Maggie Terry
- Author: Sarah Schulman
- Genre: Lesbian crime fiction
- Publisher: The Feminist Press
- Publication date: 2018

= Maggie Terry =

Maggie Terry is a 2018 lesbian crime novel by Sarah Schulman. It was published by The Feminist Press.

== Plot ==
Maggie Terry, a recovering drug addict and former NYPD officer, attempts to start a new career as a private detective. She has become estranged from her partner and daughter, and hopes to make amends for her wrongdoing in the past.

== Writing and themes ==
Liz von Klemperer of Lambda Literary Review considered the novel to be a deconstruction of the lesbian crime fiction genre that Schulman's earlier novels helped to define. She noted that early lesbian detective stories, including Schulman's work, featured characters who were outsiders in society and faced stigma over their sexuality. Maggie Terry subverts that character archetype, she is as a lesbian character who is privileged because of her status as a white, upper-class woman. She is also a perpetrator of abuses of police power, rather than a victim of inequality. Instead of overcoming a society that oppresses her like earlier lesbian detective protagonists, Maggie Terry must overcome her own addictions and become accountable for her past.

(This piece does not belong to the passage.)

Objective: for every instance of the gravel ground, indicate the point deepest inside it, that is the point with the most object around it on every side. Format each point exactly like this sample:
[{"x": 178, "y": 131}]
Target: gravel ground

Von Klemperer suggested that while Schulman's debut novel the Sophie Horowitz Story (1984) was written during the AIDS crisis and Reagan administration, Maggie Terry was more strongly influenced by the Trump administration and Black Lives Matter movement.

The novel is set immediately after the election of Donald Trump, and deals with the disintegration of communal ties and political norms in the United States. While the protagonist, Maggie Terry, is not politically engaged, the setting and characters frequently reference the Trump administration and its impact on the LGBT community.

== Reception ==
PW praised the book's "vivid depiction of Maggie’s addiction, punctuated by the gritty New York City setting", noting that it is "less a whodunit and more an exploration of drug and alcohol addiction." Kirkus wrote that "Schulman offers, with mixed success, a sprawling exploration of New York nostalgia, police brutality, addiction memoir, and queer love, with a mystery as the cherry on top."

Lisa Fernandes of All About Romance praised the novel's compelling story, but felt that it contained too many tropes and had flawed prose.

Baxter Clare Trautman of New York Journal of Books wrote that the murder mystery elements of the novel were underdeveloped, but that "for readers interested in the deeper mysteries of human relationships, Maggie Terry delivers, with Schulman addressing the more trenchant mystery of how people and communities rebuild themselves after ruin."